We will discuss three common operations we want to perform on text that are only fun when regular expressions are involved:
Asserting that text matches a pattern.
Finding all matches of a pattern in a document.
Replacing all matches of a pattern with some other text.
Today we focus on the first two of these. We will meet the operators =~ and !~ and the method String.scan. We will also capture portions of the matching text using the regex’s capturing facilities.
Let’s write regex to do the following:
Assert that the user input is all letters.
Assert that the user input contains at least two numbers.

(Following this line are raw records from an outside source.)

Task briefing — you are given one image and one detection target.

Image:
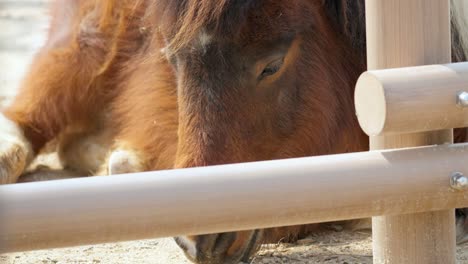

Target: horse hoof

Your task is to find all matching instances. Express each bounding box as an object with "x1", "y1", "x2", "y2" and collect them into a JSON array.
[{"x1": 0, "y1": 114, "x2": 32, "y2": 184}]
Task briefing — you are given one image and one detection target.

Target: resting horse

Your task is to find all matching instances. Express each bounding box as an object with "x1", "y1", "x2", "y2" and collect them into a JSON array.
[{"x1": 0, "y1": 0, "x2": 468, "y2": 263}]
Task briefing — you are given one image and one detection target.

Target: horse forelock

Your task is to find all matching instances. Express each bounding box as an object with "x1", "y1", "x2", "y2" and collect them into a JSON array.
[
  {"x1": 156, "y1": 0, "x2": 254, "y2": 52},
  {"x1": 156, "y1": 0, "x2": 317, "y2": 53}
]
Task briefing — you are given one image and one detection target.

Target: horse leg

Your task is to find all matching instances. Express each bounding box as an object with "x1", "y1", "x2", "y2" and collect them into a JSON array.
[{"x1": 0, "y1": 1, "x2": 120, "y2": 184}]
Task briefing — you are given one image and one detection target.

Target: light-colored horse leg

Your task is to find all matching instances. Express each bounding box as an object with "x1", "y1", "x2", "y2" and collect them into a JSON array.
[
  {"x1": 99, "y1": 145, "x2": 147, "y2": 175},
  {"x1": 0, "y1": 113, "x2": 34, "y2": 184},
  {"x1": 457, "y1": 208, "x2": 468, "y2": 244}
]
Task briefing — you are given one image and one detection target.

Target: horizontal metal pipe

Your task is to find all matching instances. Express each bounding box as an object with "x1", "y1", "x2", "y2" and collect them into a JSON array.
[
  {"x1": 0, "y1": 144, "x2": 468, "y2": 252},
  {"x1": 355, "y1": 62, "x2": 468, "y2": 136}
]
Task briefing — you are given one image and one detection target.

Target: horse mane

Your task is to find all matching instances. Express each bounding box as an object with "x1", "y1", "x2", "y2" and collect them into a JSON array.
[
  {"x1": 322, "y1": 0, "x2": 468, "y2": 62},
  {"x1": 156, "y1": 0, "x2": 262, "y2": 52}
]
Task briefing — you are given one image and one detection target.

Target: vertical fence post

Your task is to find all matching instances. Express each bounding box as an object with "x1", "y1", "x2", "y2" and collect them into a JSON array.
[{"x1": 366, "y1": 0, "x2": 456, "y2": 264}]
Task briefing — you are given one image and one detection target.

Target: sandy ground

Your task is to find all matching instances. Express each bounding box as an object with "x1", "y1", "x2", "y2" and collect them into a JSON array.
[{"x1": 0, "y1": 0, "x2": 468, "y2": 264}]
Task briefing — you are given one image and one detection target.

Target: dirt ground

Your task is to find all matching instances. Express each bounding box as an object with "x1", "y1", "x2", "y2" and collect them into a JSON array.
[{"x1": 0, "y1": 0, "x2": 468, "y2": 264}]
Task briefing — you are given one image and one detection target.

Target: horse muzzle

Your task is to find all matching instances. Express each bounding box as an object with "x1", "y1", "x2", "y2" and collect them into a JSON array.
[{"x1": 175, "y1": 230, "x2": 263, "y2": 264}]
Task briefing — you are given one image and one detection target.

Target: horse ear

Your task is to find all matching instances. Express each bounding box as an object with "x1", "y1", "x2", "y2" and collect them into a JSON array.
[{"x1": 322, "y1": 0, "x2": 366, "y2": 56}]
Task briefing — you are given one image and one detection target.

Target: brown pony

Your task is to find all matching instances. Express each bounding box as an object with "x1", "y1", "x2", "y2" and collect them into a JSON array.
[{"x1": 0, "y1": 0, "x2": 468, "y2": 263}]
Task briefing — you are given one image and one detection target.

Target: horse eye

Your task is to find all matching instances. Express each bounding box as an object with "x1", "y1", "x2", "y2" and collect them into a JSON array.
[{"x1": 259, "y1": 58, "x2": 284, "y2": 80}]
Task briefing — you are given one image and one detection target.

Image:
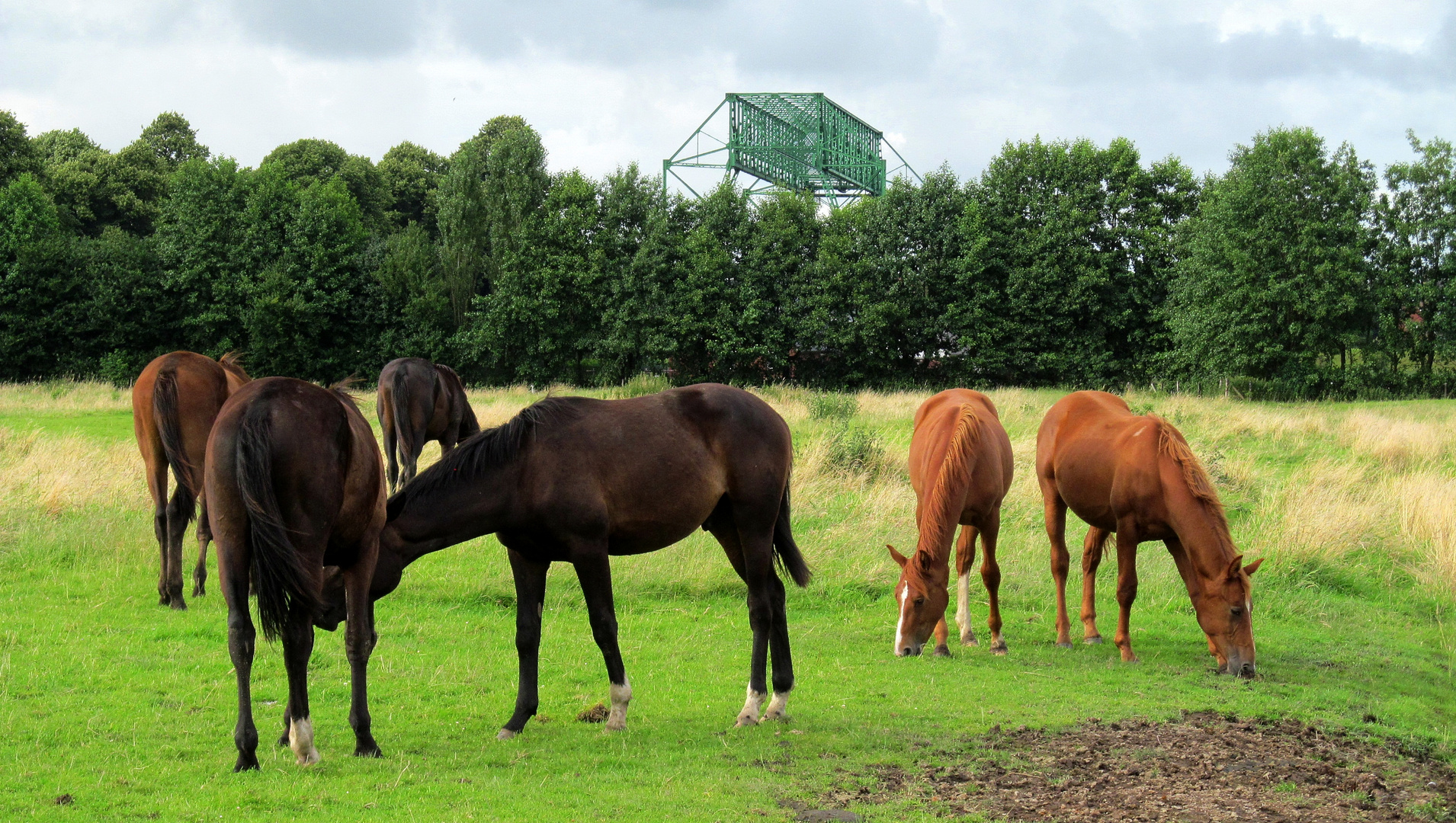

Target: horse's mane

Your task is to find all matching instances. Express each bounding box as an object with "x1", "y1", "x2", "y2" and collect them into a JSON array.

Assert that the user input has no whitespace.
Assert that the user input is an HTML element.
Assert that the user input is a binary string.
Extract the index out of an array subscripting (e.g., 5 in counts[5]).
Tease apart the username and domain from an email address. Regex is probably overkill for this problem.
Extract the URL from an img element.
Print the name of the month given a date like MM/DD/YYYY.
The name of the primary class of a Java source file fed in as standard input.
Identify all the fields of study listed in a dictionary—the -ology, -nomy, and -nomics words.
List all the identifiers in a file.
List all the string literals in a file.
Here’s your TODO list for next time:
Solve this puzzle on LinkedIn. You may wish to practice at regexcrossword.com. Write your solution on a quarter sheet to be turned in at the beginning of next class.
For an extra credit participation point, create your own non-trivial 5×5 regex crossword on regexcrossword.com and share a link on Piazza.